Berry was leading the race when the final caution flew on Lap 260, sending the leaders to pit road for the final time. A four-tire call by Childers sent Berry off in fourth place behind a trio of two-tire calls.
Ryan Blaney won the race after taking two tires. Berry restarted sixth, the third driver on the outside lane behind Ricky Stenhouse Jr., who also took two tires.
“Looking back on it, we probably needed to take the bottom on the restart,” Childers said. “I think if we could have taken the bottom, we would have had a shot at it. But our car had kind of bled on the longer runs all day. I was probably higher on air pressure than a lot of these guys, and after the last two weeks of having two DNFs, I didn’t want to take that chance again.
“We were falling off a little bit too much on the long runs but I just didn’t feel like our car would hang on on two tires. We did it earlier in the race, and it just got extremely tight and fell off.”
But regardless of the call, Childers felt it came down to the restart. Stenhouse didn’t launch well in the outside lane, which held up those behind him.
“The other side of it, too, is having somebody who is new to this you need to be on offense with him,” Childers said. “He’s done a really good job on restarts all year, and you need to take advantage of that. You don’t need him mirror driving for the last 80 laps.
“So, I hate it didn’t work out any better than that but hell of an effort from Josh and everybody.”
The strong showing started early in the weekend. Berry was 20th fastest in practice but qualified third. In the race his average running position was sixth, and everything went as well as the team hoped, from the car’s speed to Berry doing his job on restarts and overall execution.

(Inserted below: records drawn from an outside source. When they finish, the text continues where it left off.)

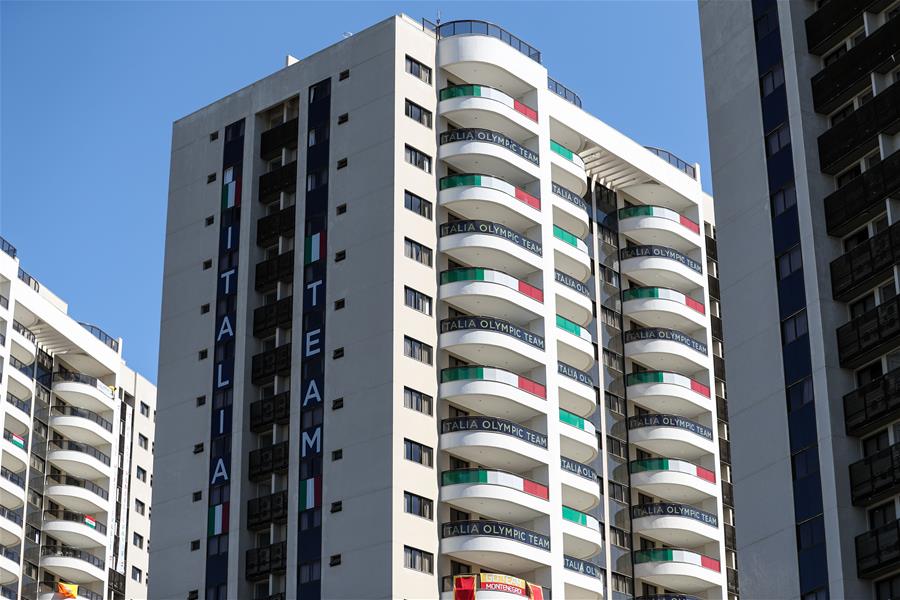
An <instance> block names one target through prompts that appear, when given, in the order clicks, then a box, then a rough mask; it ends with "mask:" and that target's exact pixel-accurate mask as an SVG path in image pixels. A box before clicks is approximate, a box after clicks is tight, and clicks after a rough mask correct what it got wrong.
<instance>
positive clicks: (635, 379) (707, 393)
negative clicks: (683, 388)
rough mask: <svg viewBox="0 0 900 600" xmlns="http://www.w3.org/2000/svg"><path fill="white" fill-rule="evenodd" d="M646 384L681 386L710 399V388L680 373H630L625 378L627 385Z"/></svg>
mask: <svg viewBox="0 0 900 600" xmlns="http://www.w3.org/2000/svg"><path fill="white" fill-rule="evenodd" d="M644 383H670V384H672V385H680V386H681V387H686V388H690V389H691V390H693V391H695V392H697V393H698V394H700V395H702V396H705V397H707V398H709V397H710V396H709V387H708V386H705V385H703V384H702V383H700V382H699V381H694V380H693V379H691V378H689V377H685V376H684V375H679V374H678V373H668V372H666V371H641V372H638V373H629V374H628V375H626V376H625V385H641V384H644Z"/></svg>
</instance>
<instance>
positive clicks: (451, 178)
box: [440, 174, 541, 210]
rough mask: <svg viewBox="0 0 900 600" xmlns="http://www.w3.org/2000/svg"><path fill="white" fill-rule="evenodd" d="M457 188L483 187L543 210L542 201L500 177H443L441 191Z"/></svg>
mask: <svg viewBox="0 0 900 600" xmlns="http://www.w3.org/2000/svg"><path fill="white" fill-rule="evenodd" d="M455 187H483V188H489V189H492V190H497V191H498V192H503V193H504V194H507V195H509V196H512V197H513V198H515V199H516V200H520V201H522V202H524V203H525V204H527V205H528V206H531V207H532V208H536V209H538V210H540V209H541V200H540V198H538V197H537V196H533V195H531V194H529V193H528V192H526V191H525V190H523V189H520V188H517V187H516V186H514V185H513V184H511V183H509V182H508V181H504V180H502V179H500V178H499V177H491V176H490V175H477V174H462V175H449V176H447V177H442V178H441V181H440V189H442V190H447V189H450V188H455Z"/></svg>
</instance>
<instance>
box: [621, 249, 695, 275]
mask: <svg viewBox="0 0 900 600" xmlns="http://www.w3.org/2000/svg"><path fill="white" fill-rule="evenodd" d="M619 258H620V259H621V260H628V259H629V258H665V259H668V260H674V261H676V262H679V263H681V264H683V265H684V266H686V267H687V268H688V269H690V270H692V271H696V272H697V273H700V274H703V267H702V266H701V265H700V263H698V262H697V261H696V260H694V259H692V258H689V257H687V256H685V255H684V254H682V253H681V252H679V251H678V250H674V249H672V248H666V247H665V246H628V247H626V248H622V249H621V250H619Z"/></svg>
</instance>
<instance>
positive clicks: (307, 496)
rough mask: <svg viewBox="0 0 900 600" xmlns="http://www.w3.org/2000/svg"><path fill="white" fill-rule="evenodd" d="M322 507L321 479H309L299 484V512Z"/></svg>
mask: <svg viewBox="0 0 900 600" xmlns="http://www.w3.org/2000/svg"><path fill="white" fill-rule="evenodd" d="M319 506H322V477H321V476H319V477H310V478H309V479H304V480H303V481H301V482H300V510H309V509H310V508H318V507H319Z"/></svg>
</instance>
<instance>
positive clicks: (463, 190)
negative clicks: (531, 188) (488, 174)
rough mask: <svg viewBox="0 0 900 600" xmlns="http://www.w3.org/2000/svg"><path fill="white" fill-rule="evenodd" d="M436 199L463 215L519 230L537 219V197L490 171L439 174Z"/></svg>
mask: <svg viewBox="0 0 900 600" xmlns="http://www.w3.org/2000/svg"><path fill="white" fill-rule="evenodd" d="M438 203H439V204H440V205H441V206H445V207H447V208H449V209H450V210H452V211H453V212H455V213H456V214H458V215H461V216H463V217H465V218H466V219H473V220H484V221H493V222H497V223H502V224H504V225H506V226H507V227H511V228H513V229H517V230H520V231H524V230H527V229H531V228H532V227H534V226H535V225H537V224H538V223H540V221H541V212H540V211H541V200H540V198H537V197H536V196H532V195H531V194H529V193H528V192H526V191H525V190H523V189H521V188H517V187H516V186H514V185H513V184H511V183H509V182H507V181H503V180H502V179H500V178H499V177H493V176H491V175H481V174H472V173H467V174H460V175H449V176H447V177H442V178H441V181H440V191H439V192H438Z"/></svg>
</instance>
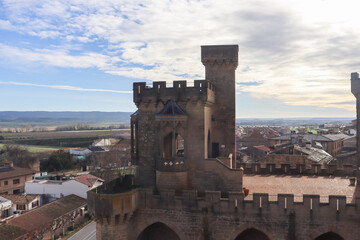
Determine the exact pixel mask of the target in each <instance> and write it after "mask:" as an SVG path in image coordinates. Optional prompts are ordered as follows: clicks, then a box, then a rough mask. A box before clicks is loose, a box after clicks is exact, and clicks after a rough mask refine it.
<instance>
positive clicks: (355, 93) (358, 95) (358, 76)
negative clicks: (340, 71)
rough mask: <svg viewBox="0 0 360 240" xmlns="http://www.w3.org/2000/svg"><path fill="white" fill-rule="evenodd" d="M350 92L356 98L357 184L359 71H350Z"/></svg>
mask: <svg viewBox="0 0 360 240" xmlns="http://www.w3.org/2000/svg"><path fill="white" fill-rule="evenodd" d="M351 92H352V94H354V96H355V98H356V149H357V153H356V154H357V171H356V175H357V184H358V185H360V171H359V170H360V169H359V168H360V78H359V73H357V72H354V73H351Z"/></svg>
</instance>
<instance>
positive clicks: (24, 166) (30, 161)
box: [0, 145, 37, 168]
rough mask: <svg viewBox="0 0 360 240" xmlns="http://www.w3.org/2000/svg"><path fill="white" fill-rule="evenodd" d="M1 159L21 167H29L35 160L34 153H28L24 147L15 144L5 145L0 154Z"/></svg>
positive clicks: (19, 166) (0, 157)
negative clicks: (16, 145)
mask: <svg viewBox="0 0 360 240" xmlns="http://www.w3.org/2000/svg"><path fill="white" fill-rule="evenodd" d="M0 159H1V160H2V161H9V162H12V163H13V164H14V166H17V167H22V168H31V167H32V166H33V164H34V163H35V162H36V161H37V158H36V156H35V155H34V154H32V153H30V152H29V151H28V150H26V149H25V148H21V147H18V146H15V145H5V146H4V148H3V150H2V154H1V156H0Z"/></svg>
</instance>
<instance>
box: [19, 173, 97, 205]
mask: <svg viewBox="0 0 360 240" xmlns="http://www.w3.org/2000/svg"><path fill="white" fill-rule="evenodd" d="M103 182H104V180H102V179H100V178H98V177H95V176H93V175H91V174H84V175H81V176H78V177H76V178H73V179H70V180H66V181H56V180H31V181H27V182H26V183H25V192H26V193H27V194H39V195H42V196H46V197H47V198H49V199H48V200H49V201H50V202H51V201H53V200H55V199H57V198H61V197H64V196H68V195H71V194H75V195H77V196H79V197H82V198H85V199H86V198H87V191H89V190H90V189H93V188H95V187H98V186H100V185H102V183H103Z"/></svg>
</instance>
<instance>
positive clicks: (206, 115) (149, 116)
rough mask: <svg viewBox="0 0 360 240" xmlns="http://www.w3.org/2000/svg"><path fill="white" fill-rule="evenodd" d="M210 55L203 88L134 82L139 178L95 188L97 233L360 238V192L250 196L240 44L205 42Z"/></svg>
mask: <svg viewBox="0 0 360 240" xmlns="http://www.w3.org/2000/svg"><path fill="white" fill-rule="evenodd" d="M201 60H202V62H203V64H204V65H205V70H206V79H205V80H196V81H195V82H194V85H193V86H190V84H188V83H186V81H174V82H173V85H172V86H171V87H168V86H167V85H166V83H165V82H154V83H153V87H148V86H146V83H134V102H135V104H136V106H137V107H138V111H137V112H135V113H134V114H133V115H132V117H131V139H132V162H133V165H135V166H136V169H137V172H136V174H135V182H134V178H133V177H131V176H126V177H124V178H123V179H117V180H114V181H112V182H109V183H106V184H104V185H103V186H101V187H98V188H96V189H93V190H90V191H88V209H89V212H90V213H91V215H92V216H94V218H95V221H96V238H97V239H98V240H113V239H118V240H146V239H147V240H149V239H151V240H155V239H156V240H194V239H207V240H214V239H221V240H250V239H251V240H253V239H259V240H269V239H271V240H275V239H276V240H303V239H305V240H324V239H336V240H343V239H352V240H355V239H359V236H360V228H359V222H360V198H356V196H355V195H354V196H353V199H352V201H351V202H349V201H348V200H347V197H345V196H334V195H333V196H328V202H326V203H324V202H321V201H320V195H312V194H303V193H301V192H299V193H298V196H300V195H301V199H302V200H301V201H300V202H299V201H296V202H295V197H294V195H293V194H287V193H278V192H274V195H275V194H276V200H270V198H269V194H267V193H253V194H252V196H251V198H249V196H248V197H247V198H246V196H245V194H244V193H243V192H242V184H243V170H242V169H240V168H238V167H237V166H236V165H235V161H234V156H235V136H234V135H235V69H236V67H237V63H238V46H236V45H235V46H234V45H232V46H203V47H202V48H201ZM352 91H353V93H354V95H355V96H356V97H357V99H358V96H359V93H360V79H359V75H358V74H357V73H356V74H355V73H354V74H352ZM358 101H359V100H358ZM359 106H360V104H358V108H359ZM358 114H359V111H358ZM358 121H359V118H358ZM359 125H360V124H358V126H359ZM358 137H359V136H358ZM273 167H274V168H275V165H274V166H272V165H271V168H270V169H271V170H269V171H270V172H271V171H272V169H273ZM277 170H279V169H277ZM280 177H281V176H280ZM296 177H298V175H297V176H296ZM265 181H266V180H265ZM264 184H265V185H266V183H264ZM294 187H296V186H294ZM275 191H276V189H275ZM322 197H323V196H322ZM337 233H339V234H337ZM341 236H343V237H341Z"/></svg>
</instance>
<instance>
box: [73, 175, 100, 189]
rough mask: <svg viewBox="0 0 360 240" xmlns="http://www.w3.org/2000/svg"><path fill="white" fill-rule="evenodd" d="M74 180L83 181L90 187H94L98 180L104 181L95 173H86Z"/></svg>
mask: <svg viewBox="0 0 360 240" xmlns="http://www.w3.org/2000/svg"><path fill="white" fill-rule="evenodd" d="M74 180H76V181H78V182H81V183H83V184H85V185H87V186H89V187H92V186H93V185H94V184H95V182H96V181H101V182H103V181H104V180H103V179H101V178H98V177H95V176H94V175H91V174H84V175H81V176H78V177H76V178H74Z"/></svg>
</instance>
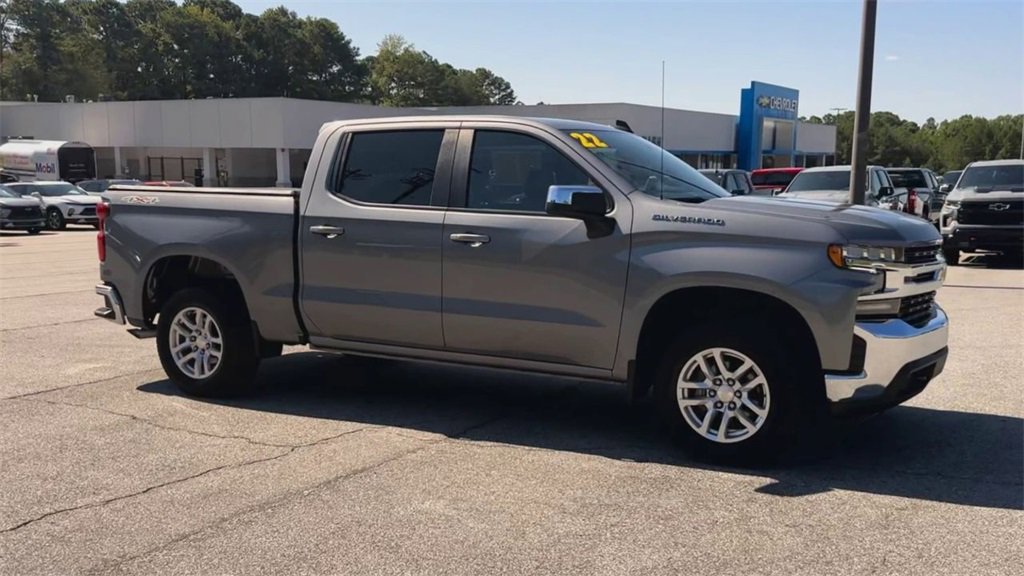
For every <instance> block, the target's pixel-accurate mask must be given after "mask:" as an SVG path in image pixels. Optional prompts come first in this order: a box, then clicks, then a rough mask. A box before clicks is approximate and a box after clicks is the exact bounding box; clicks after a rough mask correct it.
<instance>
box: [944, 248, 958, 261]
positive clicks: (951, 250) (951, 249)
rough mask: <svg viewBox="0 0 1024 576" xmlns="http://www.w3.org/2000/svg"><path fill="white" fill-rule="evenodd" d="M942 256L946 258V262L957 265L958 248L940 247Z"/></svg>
mask: <svg viewBox="0 0 1024 576" xmlns="http://www.w3.org/2000/svg"><path fill="white" fill-rule="evenodd" d="M942 257H943V258H945V259H946V263H947V264H949V265H951V266H955V265H959V249H958V248H953V247H949V246H943V247H942Z"/></svg>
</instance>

“I thought we had a really good race and a really good car,” Berry said. “To score stage points like we did, we had some great restarts in there and just that last restart didn’t really go our way. We lost a little bit of track position and just could never get it back, but, all in all, just really proud of everybody on the 4 team. They did a great job. That was a lot of fun, for sure. We’re going to keep digging to keep getting better.”